It’s a few days before the Sisterhood Summit — a daylong series of workshops, panels, discussions, and performances geared to young women and girls — and I am out of it. It’s not the “Oh Lawd I’m So Tired!” out of it that many of us (particularly women) face, but more of an existential out of it that can only be somewhat explained.
I’m excited about the work that The Black Girl Project has done for the last couple years. Hell, most of my friends feel that I don’t big myself up enough. From having decided that I wanted to make a movie, actually do it, then build a movement around it? Yeah, that’s awesome and I want to keep on building that movement, but there’s more for me — lots more. See, I had a plan, a plan that begin way back in 2007. I kept having the desire to make a documentary, leave my then-job to go teach at the college level, then allow that to serve as a springboard for me doing more of my own stuff. It started off well and I have three good years of teaching college students under my belt, but somewhere in there I gave into the fear.
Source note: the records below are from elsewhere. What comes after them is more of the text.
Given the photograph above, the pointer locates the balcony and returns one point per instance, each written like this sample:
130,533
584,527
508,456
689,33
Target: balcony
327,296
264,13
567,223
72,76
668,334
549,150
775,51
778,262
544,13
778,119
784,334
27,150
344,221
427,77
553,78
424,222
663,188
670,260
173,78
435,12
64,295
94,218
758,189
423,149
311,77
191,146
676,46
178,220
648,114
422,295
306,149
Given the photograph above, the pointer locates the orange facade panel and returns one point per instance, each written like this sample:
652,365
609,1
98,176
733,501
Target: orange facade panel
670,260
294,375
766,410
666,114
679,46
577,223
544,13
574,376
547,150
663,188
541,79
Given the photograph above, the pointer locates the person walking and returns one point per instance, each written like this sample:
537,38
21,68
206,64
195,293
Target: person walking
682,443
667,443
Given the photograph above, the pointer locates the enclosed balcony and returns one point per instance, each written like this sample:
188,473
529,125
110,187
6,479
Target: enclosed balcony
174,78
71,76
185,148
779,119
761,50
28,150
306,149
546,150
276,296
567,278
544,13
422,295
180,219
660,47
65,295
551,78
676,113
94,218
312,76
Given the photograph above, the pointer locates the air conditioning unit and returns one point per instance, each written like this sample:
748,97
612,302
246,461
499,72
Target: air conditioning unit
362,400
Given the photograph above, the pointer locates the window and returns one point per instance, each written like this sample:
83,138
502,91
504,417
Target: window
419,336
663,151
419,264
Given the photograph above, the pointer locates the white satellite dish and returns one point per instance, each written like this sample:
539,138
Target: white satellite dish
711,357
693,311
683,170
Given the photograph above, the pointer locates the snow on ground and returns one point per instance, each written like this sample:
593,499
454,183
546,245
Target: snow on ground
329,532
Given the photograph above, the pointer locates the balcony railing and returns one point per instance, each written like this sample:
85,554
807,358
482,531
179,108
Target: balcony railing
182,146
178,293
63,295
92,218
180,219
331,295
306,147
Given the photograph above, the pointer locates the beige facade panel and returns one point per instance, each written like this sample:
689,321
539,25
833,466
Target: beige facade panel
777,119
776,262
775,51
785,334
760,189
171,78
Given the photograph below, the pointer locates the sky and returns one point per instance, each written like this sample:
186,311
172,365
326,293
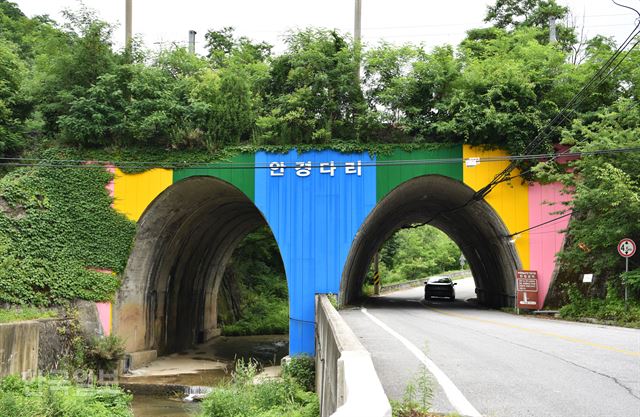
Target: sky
162,23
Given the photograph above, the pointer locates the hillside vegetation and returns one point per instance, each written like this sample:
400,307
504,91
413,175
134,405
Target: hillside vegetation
499,87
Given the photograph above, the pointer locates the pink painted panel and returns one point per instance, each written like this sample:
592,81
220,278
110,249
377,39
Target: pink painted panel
104,315
546,241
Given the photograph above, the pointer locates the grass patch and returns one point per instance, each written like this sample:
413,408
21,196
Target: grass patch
49,396
13,314
274,398
611,309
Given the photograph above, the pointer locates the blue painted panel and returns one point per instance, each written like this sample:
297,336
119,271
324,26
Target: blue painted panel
314,219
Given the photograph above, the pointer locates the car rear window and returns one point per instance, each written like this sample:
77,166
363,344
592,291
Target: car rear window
439,280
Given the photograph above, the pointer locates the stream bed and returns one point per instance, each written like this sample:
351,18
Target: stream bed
160,387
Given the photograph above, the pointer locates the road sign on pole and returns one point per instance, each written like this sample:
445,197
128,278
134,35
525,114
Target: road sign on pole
626,249
527,286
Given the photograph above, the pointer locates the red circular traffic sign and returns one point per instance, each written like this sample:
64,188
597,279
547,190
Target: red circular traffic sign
627,248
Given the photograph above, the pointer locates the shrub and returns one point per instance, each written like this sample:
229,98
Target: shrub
103,353
302,369
242,398
49,396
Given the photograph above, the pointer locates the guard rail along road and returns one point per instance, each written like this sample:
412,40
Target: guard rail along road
346,381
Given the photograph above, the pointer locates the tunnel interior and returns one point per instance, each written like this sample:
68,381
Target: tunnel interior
184,242
446,204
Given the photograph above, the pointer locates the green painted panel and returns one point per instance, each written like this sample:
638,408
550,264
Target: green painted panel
389,177
243,178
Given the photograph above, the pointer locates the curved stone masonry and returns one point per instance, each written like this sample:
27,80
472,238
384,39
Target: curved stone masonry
329,213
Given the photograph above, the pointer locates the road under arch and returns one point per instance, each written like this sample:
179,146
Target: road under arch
447,204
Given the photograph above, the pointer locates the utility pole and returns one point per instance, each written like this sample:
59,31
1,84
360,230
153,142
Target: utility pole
552,30
192,41
128,23
376,273
357,27
357,36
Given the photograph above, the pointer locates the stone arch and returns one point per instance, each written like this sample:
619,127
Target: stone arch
475,227
185,238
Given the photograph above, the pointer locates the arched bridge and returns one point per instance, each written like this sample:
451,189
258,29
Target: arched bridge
329,212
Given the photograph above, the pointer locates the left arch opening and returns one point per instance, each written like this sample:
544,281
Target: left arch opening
186,237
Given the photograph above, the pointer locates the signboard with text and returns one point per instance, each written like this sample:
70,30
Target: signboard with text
527,288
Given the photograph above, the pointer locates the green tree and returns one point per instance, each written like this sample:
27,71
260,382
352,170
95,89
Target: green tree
312,96
514,14
12,73
605,191
223,45
86,48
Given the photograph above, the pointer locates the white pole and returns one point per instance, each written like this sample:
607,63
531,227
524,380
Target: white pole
626,269
129,23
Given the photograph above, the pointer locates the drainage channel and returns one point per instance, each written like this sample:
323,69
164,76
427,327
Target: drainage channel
173,385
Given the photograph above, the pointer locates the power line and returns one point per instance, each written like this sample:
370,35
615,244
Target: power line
541,224
77,163
577,99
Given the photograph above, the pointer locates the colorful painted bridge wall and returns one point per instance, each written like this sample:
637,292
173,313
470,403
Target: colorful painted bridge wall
315,214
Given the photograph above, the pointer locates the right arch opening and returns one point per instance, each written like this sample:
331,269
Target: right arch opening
437,200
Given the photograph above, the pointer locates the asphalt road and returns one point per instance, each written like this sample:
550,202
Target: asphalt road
504,365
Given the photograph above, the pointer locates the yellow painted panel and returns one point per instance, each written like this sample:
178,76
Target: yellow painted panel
509,200
133,193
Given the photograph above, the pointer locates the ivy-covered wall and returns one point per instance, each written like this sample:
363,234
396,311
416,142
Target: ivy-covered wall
57,229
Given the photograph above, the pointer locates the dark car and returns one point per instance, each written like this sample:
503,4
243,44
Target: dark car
439,287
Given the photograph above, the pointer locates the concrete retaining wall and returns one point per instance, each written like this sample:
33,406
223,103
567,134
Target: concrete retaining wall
19,347
30,347
346,381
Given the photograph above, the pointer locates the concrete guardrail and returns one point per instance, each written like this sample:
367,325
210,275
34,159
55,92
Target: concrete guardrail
346,381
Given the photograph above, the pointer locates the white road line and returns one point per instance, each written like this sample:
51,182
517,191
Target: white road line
456,398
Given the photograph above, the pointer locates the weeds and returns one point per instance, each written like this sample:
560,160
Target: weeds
271,398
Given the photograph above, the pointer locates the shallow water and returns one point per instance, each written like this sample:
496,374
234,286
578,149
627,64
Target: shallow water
267,350
152,406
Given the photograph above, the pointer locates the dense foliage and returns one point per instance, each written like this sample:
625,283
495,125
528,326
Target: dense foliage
254,295
271,398
57,229
8,315
416,253
497,88
606,197
56,397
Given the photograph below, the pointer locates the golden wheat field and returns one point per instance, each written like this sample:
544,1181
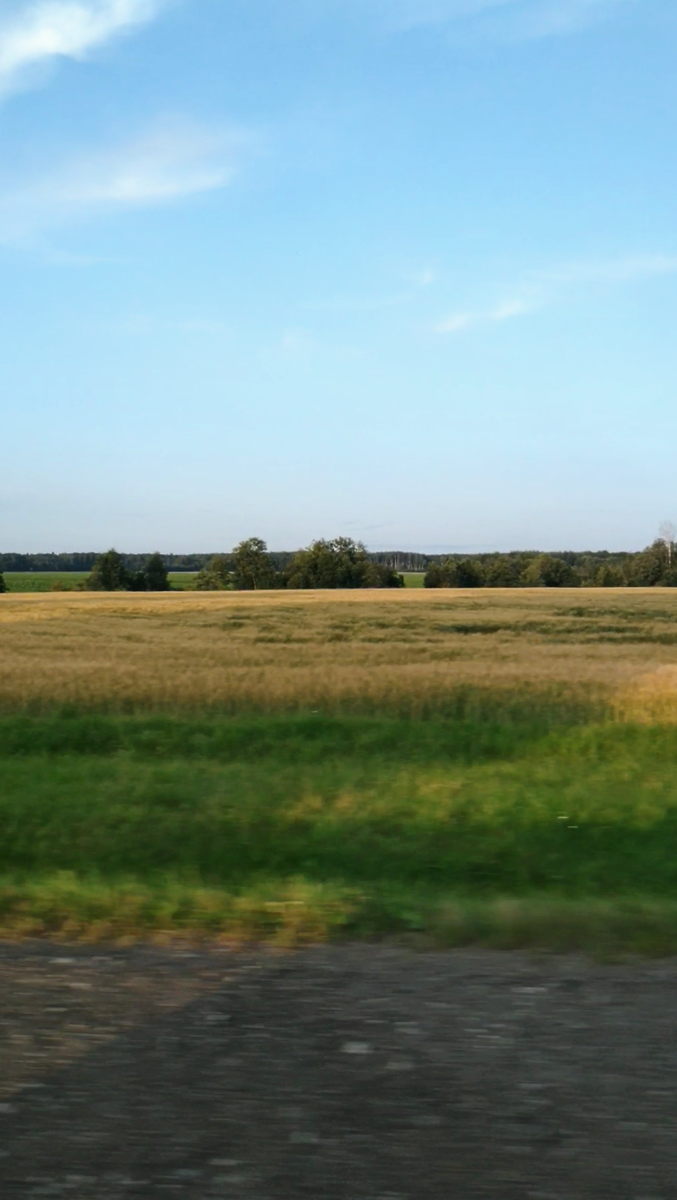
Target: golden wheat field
403,651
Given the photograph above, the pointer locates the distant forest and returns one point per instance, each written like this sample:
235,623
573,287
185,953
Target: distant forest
345,563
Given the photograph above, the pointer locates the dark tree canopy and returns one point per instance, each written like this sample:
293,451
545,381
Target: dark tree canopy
252,568
109,574
341,563
215,576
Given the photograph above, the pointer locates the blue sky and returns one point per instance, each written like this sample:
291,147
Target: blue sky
405,271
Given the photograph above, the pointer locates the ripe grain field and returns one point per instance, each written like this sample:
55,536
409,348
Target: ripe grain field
493,768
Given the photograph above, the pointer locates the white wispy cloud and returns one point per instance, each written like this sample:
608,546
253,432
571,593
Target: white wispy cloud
507,18
167,162
544,288
507,310
34,34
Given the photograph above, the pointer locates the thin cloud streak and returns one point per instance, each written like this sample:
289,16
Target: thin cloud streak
544,288
64,29
172,161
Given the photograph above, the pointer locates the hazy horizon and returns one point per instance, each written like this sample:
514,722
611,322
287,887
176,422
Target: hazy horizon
377,268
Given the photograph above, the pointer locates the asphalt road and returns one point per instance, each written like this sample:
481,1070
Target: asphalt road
353,1073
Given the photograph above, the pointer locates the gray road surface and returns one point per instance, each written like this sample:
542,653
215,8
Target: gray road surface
353,1073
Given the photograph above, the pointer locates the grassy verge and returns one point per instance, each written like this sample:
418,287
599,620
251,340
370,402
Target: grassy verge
527,827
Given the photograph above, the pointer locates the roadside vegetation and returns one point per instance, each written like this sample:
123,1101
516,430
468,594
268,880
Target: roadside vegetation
487,768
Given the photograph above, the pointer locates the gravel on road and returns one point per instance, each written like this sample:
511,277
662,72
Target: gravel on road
337,1073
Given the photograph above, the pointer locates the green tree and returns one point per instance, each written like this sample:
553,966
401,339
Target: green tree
108,574
455,573
341,563
433,577
502,573
609,576
652,568
215,576
547,571
252,568
156,574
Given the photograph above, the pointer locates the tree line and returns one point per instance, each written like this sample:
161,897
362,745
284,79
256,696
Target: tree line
653,567
343,563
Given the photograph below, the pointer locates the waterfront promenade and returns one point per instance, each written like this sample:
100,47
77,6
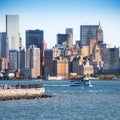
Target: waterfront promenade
21,91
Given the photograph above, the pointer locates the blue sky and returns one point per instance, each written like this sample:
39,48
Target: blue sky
54,16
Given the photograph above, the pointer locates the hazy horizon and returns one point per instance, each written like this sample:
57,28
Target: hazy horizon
54,16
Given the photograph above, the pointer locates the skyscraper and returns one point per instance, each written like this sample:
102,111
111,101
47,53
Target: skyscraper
88,32
62,39
12,30
69,31
36,37
3,46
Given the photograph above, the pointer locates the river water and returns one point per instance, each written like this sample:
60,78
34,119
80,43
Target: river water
99,102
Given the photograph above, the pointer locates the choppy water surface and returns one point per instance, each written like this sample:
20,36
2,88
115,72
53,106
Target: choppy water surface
99,102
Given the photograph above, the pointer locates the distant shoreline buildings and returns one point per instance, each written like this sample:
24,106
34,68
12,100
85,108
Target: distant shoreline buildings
89,55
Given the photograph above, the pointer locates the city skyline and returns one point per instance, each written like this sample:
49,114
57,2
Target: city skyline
55,16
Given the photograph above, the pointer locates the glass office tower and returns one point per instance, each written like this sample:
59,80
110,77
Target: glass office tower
12,30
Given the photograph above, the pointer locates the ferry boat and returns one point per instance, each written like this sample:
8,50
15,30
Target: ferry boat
81,82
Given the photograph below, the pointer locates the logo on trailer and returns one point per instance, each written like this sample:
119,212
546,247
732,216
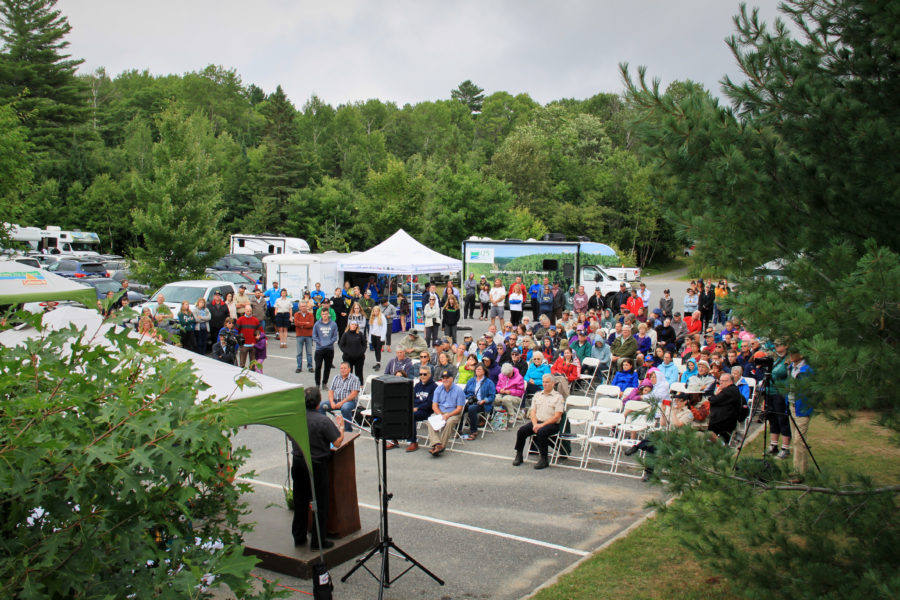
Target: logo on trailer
26,277
480,255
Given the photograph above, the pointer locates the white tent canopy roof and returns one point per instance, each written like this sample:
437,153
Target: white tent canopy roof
400,254
221,377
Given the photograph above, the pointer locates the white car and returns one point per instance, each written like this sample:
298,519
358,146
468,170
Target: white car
179,291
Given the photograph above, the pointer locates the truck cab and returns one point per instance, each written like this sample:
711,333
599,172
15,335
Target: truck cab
595,276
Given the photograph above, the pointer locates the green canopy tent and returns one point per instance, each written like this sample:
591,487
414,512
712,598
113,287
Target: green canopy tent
20,284
269,401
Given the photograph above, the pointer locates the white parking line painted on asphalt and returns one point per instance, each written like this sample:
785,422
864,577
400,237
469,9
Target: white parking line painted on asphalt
493,532
401,513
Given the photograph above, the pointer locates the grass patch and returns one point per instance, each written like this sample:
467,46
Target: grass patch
650,563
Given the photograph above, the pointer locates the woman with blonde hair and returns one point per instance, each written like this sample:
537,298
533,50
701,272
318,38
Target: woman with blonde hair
202,316
377,332
232,307
187,324
284,316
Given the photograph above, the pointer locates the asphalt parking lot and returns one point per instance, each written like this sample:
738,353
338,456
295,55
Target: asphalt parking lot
490,530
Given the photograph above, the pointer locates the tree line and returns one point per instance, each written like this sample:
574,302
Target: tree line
142,158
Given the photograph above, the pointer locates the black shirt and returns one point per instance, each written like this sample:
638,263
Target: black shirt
322,433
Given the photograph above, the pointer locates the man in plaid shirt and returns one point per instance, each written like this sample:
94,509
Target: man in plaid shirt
342,395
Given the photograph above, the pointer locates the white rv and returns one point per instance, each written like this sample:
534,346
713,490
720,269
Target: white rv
298,273
75,243
267,244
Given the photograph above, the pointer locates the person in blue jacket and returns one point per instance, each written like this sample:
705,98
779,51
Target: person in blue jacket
800,406
626,377
480,393
545,301
689,371
533,292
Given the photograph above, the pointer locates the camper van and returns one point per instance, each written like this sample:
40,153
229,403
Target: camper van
55,240
298,273
267,244
590,264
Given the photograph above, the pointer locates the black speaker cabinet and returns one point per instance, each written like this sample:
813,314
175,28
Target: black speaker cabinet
392,414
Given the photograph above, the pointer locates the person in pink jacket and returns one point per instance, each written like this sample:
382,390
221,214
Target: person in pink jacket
510,389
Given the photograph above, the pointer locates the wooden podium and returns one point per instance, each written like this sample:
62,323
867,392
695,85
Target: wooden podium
270,542
343,505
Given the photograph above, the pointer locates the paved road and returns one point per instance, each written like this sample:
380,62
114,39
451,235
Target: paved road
492,531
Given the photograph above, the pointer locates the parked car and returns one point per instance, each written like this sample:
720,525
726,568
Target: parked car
113,266
179,291
234,277
28,260
122,275
73,266
104,284
229,263
252,261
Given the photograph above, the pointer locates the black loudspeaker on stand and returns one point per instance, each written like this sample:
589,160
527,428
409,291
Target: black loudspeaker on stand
392,418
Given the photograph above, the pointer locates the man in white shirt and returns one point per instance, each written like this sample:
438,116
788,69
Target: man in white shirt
498,298
644,295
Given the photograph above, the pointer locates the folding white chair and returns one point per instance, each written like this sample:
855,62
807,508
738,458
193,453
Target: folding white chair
578,402
589,377
603,421
579,421
607,391
606,404
363,404
638,425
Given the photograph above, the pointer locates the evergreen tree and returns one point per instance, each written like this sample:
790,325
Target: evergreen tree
282,172
179,206
803,163
469,94
803,167
37,77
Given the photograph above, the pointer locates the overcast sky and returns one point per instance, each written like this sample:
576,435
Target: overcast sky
346,51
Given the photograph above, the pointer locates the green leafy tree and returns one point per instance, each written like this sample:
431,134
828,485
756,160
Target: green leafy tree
115,483
804,162
179,206
15,169
464,203
37,77
469,94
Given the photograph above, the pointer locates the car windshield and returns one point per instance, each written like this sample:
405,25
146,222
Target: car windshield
106,285
180,293
248,260
84,246
93,268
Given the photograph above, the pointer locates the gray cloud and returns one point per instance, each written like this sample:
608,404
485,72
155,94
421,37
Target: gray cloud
346,51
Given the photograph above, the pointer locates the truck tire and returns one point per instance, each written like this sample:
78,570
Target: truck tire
609,299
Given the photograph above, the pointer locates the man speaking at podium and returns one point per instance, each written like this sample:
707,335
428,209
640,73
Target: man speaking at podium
322,434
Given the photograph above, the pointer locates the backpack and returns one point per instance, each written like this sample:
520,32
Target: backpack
700,412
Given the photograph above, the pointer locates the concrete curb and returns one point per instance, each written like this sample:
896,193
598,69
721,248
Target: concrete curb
553,580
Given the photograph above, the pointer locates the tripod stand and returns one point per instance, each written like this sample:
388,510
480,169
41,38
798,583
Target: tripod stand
768,410
385,544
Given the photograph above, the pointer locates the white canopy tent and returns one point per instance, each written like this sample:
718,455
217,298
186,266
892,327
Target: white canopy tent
400,254
270,401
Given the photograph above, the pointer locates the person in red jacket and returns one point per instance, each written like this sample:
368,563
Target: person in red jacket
634,303
566,366
304,320
247,326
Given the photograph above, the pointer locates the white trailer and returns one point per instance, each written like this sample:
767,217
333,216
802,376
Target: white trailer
298,273
55,240
28,236
267,244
My plans were going well. I felt empowered. I was making conscious choices instead of being lead by the wind. I had lots more clarity, but then…I backslid. I got freaked out by the “not knowingness.” I began to doubt my abilities. I became frustrated and instead of allowing the goodness to come in, I resisted. Yup, I through up resistance like gang signs and easily slid back into a life that I pretty much didn’t care for. The only thing that I found any real joy in was homeschooling my daughter. How I do that with a full time job? It takes a village.
So there I was. I’ve spent the last year and a half pretty much jumping out of my skin — subconsciously knowing what to do, but allowing anxiety and fear beat on me like this. All that fear I embraced lead my back to square one. I wound up going back to work full time at the same institution I left initially, however, I found it to be a much different place. In the three years I had been away, I’d found ways and time to be creative, but that devolved into me stewing in my own juices and not being able to taste the soup. Shame on me.
Something else began happening in that year and a half. I began listening to myself a little more; spending time with myself early in the morning reading and writing; basically, I made a concerted effort to get right on the inside. This is not to say that I’ve figured it all out, because I haven’t. But I’m OK (at least, for now) without having it figured out, which is a huge step for me. Huge. I’ve also gone back to making conscious choices and not letting life lead me around and I’ve seen a remarkable difference.
So here I am. I’ve embraced my whole self and come out as an “educator, artist and mama.” Luckily, this pretty much encompasses all the work I’m doing and even interested in entertaining. I’ve stepped outside of every comfort zone I’ve had and am reaping wonderful rewards. And in a couple of weeks, my status at my job will be part-time so that I can stop using the job as a crutch and just go ahead with my bad self and be the awesome me that I’m ‘sposed to be.
In the past when I have leapt, the net has appeared. Why would this time be any different? In the true meaning of YOLO, I am only here for a finite time and I might as well really, really do what it is that I’m called to do, right?
At the end frantic texting session with my coach the morning that I wrote this, she sent me this message “Use what you have. You have tools. Use them and release the ‘I don’t know’ story.” Yeah, she got me got y’all. So that’s what I’m doing. One of my biggest tools is writing and this blog post has helped me gain some clarity along with added an extra layer of accountability — not to anyone else but myself.
I’ve set some pretty ambitious goals for myself and instead of backsliding once again, I’m going to have faith. I am standing firm and most importantly, I’m trusting myself.